The extraordinarily high US duties have since been rolled back drastically, with a 10 per cent reciprocal tariff on Chinese products in place until November and some previous fentanyl-related tariffs lowered to 10 per cent.
However, high tariffs remain for specific sectors, such as a 50 per cent levy on steel and aluminium.
Trump’s state visit to China – the first by a US president in nine years – came as both sides signalled interest in sustaining dialogue, even though official accounts of the Xi-Trump meeting diverged sharply.

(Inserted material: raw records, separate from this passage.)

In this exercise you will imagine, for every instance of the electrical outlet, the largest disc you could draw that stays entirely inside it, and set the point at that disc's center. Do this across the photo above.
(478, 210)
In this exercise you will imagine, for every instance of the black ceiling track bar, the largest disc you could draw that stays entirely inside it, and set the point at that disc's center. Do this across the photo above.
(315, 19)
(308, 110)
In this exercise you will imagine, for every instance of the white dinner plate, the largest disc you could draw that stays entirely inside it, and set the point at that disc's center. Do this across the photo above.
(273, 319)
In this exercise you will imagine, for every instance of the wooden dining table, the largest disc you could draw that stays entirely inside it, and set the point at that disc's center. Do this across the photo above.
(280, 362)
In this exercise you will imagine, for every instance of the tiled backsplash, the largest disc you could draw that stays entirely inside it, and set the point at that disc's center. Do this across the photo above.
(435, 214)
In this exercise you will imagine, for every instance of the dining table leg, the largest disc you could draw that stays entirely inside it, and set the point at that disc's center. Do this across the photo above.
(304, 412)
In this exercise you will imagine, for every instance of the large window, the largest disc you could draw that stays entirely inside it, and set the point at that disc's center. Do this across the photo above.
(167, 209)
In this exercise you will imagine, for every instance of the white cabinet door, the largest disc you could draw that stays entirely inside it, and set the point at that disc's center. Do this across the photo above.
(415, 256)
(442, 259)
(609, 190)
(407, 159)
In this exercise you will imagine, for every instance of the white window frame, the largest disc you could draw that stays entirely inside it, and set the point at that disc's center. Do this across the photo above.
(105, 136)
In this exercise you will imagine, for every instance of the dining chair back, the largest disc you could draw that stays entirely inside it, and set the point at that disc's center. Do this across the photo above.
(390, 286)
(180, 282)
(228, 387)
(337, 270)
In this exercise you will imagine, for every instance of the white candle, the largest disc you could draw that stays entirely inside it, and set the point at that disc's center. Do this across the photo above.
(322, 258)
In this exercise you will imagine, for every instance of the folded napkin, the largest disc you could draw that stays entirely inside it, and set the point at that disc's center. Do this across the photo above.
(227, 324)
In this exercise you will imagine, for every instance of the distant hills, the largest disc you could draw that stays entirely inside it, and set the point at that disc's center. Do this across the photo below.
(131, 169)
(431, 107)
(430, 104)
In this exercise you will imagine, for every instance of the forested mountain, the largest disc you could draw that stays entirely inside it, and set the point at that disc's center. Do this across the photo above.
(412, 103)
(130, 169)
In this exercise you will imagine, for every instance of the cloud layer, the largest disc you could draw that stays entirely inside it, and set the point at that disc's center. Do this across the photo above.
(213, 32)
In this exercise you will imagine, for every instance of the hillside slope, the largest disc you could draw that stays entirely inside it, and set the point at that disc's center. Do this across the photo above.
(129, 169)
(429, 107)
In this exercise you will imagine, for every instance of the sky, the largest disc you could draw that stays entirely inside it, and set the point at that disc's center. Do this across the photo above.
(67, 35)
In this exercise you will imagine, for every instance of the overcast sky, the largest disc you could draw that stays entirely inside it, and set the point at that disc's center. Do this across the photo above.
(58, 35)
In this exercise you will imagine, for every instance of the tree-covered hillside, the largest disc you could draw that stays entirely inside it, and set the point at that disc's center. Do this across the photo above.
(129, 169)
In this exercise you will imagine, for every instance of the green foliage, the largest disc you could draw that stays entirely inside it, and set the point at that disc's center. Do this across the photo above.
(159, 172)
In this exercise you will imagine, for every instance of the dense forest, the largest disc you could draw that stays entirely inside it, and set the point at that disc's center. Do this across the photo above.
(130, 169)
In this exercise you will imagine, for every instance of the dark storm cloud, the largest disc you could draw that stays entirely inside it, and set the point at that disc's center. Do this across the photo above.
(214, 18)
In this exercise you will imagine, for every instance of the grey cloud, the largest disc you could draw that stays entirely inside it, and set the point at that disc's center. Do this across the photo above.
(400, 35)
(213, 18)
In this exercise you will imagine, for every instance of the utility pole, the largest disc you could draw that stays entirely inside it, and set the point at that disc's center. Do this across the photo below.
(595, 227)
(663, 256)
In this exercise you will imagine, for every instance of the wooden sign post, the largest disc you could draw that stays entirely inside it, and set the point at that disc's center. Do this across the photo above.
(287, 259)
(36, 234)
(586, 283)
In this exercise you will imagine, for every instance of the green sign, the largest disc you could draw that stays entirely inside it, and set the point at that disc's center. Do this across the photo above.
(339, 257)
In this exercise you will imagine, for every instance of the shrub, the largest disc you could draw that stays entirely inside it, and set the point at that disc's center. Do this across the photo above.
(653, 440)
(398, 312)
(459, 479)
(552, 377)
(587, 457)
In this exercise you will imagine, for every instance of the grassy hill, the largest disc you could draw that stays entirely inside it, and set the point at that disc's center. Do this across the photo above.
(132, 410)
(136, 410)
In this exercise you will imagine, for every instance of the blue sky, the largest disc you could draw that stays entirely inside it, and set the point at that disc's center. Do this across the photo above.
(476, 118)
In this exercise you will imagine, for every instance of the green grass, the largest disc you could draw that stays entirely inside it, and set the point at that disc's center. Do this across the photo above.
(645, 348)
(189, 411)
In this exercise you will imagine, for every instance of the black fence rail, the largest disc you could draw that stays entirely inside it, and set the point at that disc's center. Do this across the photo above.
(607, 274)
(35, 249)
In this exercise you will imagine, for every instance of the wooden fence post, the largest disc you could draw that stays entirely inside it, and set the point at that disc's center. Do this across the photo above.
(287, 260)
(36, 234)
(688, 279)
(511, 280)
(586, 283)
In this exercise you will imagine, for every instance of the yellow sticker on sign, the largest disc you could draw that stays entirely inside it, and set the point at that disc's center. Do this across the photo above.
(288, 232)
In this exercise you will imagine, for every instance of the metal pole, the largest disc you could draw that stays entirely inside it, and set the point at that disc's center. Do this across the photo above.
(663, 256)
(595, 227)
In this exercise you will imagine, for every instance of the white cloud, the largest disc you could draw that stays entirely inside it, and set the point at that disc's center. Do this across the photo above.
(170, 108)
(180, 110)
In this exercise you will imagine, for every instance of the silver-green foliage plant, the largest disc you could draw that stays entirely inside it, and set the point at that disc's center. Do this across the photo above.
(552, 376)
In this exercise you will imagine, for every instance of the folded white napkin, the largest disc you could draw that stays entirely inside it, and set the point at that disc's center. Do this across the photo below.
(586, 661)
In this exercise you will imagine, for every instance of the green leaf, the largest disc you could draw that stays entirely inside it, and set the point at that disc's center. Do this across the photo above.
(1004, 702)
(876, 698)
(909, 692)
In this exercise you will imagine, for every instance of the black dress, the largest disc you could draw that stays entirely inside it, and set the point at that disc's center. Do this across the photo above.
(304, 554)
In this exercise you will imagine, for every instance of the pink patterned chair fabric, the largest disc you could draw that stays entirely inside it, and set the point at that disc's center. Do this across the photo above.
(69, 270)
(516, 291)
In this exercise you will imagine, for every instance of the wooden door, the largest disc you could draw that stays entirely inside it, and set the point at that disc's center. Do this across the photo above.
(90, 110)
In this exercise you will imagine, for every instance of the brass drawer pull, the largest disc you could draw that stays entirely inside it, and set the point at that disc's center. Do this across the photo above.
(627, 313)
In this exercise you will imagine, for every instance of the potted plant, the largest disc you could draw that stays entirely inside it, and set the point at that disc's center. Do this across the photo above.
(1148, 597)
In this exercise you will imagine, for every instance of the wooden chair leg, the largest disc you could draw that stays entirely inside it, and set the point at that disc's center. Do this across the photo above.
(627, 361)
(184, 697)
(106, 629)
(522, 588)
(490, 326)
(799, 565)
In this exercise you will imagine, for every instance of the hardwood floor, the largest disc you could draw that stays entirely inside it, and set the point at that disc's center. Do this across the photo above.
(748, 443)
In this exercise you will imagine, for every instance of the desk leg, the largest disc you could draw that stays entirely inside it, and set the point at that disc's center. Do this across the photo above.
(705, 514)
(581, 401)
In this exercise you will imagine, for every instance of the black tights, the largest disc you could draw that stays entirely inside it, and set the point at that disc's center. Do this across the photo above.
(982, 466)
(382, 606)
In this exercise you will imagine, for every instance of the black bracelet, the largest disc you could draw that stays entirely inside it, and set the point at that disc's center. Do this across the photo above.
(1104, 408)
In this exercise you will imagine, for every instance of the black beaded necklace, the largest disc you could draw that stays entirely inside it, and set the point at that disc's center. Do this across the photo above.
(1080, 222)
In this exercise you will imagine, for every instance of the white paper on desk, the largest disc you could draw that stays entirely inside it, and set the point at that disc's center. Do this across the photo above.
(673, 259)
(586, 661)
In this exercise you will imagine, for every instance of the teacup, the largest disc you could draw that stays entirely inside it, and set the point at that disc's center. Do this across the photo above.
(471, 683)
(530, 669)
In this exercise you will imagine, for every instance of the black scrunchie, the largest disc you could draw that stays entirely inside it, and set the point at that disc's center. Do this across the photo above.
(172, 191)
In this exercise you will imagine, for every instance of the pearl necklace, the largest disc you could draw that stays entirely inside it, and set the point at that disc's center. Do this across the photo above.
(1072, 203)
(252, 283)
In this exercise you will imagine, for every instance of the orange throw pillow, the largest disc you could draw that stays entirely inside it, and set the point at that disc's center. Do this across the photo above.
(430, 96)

The White House highlighted increased Chinese investment in the US, cooperation on preventing fentanyl precursors entering the US, shared concerns over the blockaded Strait of Hormuz, joint opposition to Iranian nuclear weapons, and Beijing’s interest in buying American oil.
Beijing’s readout unveiled the new “constructive China-US relationship of strategic stability” and highlighted military-to-military communication channels.
The US account, however, made no mention of Taiwan.
Zhao described Xi’s remarks on Taiwan as “much more straightforward and clear” than in the past, and said Beijing viewed the meeting as a critical chance to deepen Trump and senior US officials’ understanding of the issue.
Beijing sees Taiwan as part of China and has never renounced the use of force to reunite it with the mainland. The United States, in common with most countries, does not recognise self-governed Taiwan as an independent state, but is opposed to any attempt to take the island by force and is legally committed to supplying it with weapons.
Trump was publicly silent on Taiwan during his two-day visit to Beijing, though Zhao suggested that more discussions or even a tacit understanding could have emerged behind closed doors.
“[The] key indicators to watch include US arms sales to Taiwan and future political interactions between Washington and Taipei,” he said.
The divergent readouts may highlight different priorities, but neither side has contradicted the other’s account.
Zhao said: “There’s an unspoken understanding here, and it shows that the content from both readouts is credible.”
On Iran, Zhao said more US-China communication was expected but warned that Beijing’s influence remained “limited”, as neither Washington nor Tehran appeared ready to back down and thought they still had cards left to play.